India’s stock market is set to usher in the T+0 settlement system from today, making it among the handful of countries to implement the shorter trade settlement cycle. To start with, a ‘beta version’ will be implemented to ensure the smooth functioning of the shorter settlement cycle before its full-fledged launch. Nishanth Vasudevan and Kairavi Lukka explain the new settlement system:

What is the T+0 settlement?

In the T+0 system (T refers to the day of the trade and 0 is the day of settlement), trades done in shares will be settled on the same day. This means shares will be transferred to the buyer’s account and the funds will be deposited in the seller’s account on the same day of the trade. Currently, India follows the T+1 cycle, which means trades are settled by the next day.

What is the ‘beta’ version of the shorter settlement cycle?
It is a pilot project under which exchanges will launch the system on an optional basis in addition to the existing T+1 settlement cycle in the cash market. This means both settlement cycles will co-exist. The same-day settlement will be available only for 25 stocks and only a limited number of brokers can offer this facility. Additionally, the trading session for T+0 stocks will be from 9:15 AM to 1:30 PM.

How does the new system help investors and traders?
A shorter settlement cycle on full implementation is aimed at making the system more dynamic. Since funds will be available on the same day of selling, it is expected to improve liquidity, allowing traders to use cash better. “One of the biggest successes of the T+0 system for retail traders will be if they receive funds on the same day and are available for the next day’s trading,” said Jimeet Modi, founder of Samco Securities. Brokers said even in the current T+1 settlement, there have been various instances of investors receiving funds late, beating the purpose of a shorter cycle.

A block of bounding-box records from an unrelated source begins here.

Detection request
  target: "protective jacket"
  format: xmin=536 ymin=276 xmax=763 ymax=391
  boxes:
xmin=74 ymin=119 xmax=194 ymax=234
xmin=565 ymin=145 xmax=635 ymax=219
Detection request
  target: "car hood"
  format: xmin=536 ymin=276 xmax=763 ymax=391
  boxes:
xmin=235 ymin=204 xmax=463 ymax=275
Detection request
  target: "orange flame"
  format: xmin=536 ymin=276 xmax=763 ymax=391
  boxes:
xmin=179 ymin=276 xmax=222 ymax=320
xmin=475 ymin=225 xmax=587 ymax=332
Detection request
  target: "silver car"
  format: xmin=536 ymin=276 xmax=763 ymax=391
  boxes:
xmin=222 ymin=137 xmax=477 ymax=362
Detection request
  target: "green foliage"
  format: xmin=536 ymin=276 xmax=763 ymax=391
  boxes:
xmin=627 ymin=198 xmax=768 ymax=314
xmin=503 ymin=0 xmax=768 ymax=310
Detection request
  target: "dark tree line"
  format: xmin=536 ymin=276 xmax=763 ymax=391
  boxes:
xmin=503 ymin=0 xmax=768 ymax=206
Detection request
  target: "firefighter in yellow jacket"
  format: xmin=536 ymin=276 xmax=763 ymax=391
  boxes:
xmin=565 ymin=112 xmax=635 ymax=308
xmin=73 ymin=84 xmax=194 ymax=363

What does this mean for brokers?
For brokers servicing retail clients, survival of the fittest will be the order of the day, said Gaurang Shah, senior vice president at Geojit Financial Services. “Clients will look at brokers who can manage their finances and pass on all the benefits and enhanced limits for the scrips to them,” said Shah. Once fully implemented, it could also lower their funding requirements. “A shorter settlement cycle will be good for brokers in terms of reducing working capital requirements,” said Modi. “When trades are settled early, our funds will also be released by the exchanges earlier.” In the temporary optional system, brokers are hoping that there are no operational challenges, especially in the reconciliation of trades.What are the challenges that institutions will face in the shorter settlement cycle?
Institutional investors, mainly foreign funds, could face the biggest challenges in the T+0 system. Unlike retail traders, who bring in money before their trades are executed, large funds operate differently. Same-day settlement for these investors would mean bringing in larger sums in advance, exposing them to currency risks. Brokers said foreign investors will have to cough up money at least a day before the trade, considering the time zone differences. Additionally, the process is done through intermediaries like custodian banks, foreign exchange banks, and brokers. When Sebi decided to cut the trade settlement cycle to T+1 from T+2 in 2023, overseas fund managers opposed it the most.

How has the stock trade settlement cycle in India evolved?
After following a T+5 settlement cycle, India moved to T+3 in 2002 and further reduced it to T+2 in 2003. In 2021, Sebi introduced the T+1 system before making it the norm in 2023. The regulator has also set its sights on instant trade settlement.

How are stock trades settled in the rest of the world?
Most markets worldwide still follow the T+2 stock trade settlement system. For instance, the US is scheduled to shift to the T+1 on May 28. The European Union may also follow suit and will look at how the shorter settlement cycle plays out in the world’s largest securities market. In Asia, China offers T+0 settlement, while most other markets are still in the T+2 mode.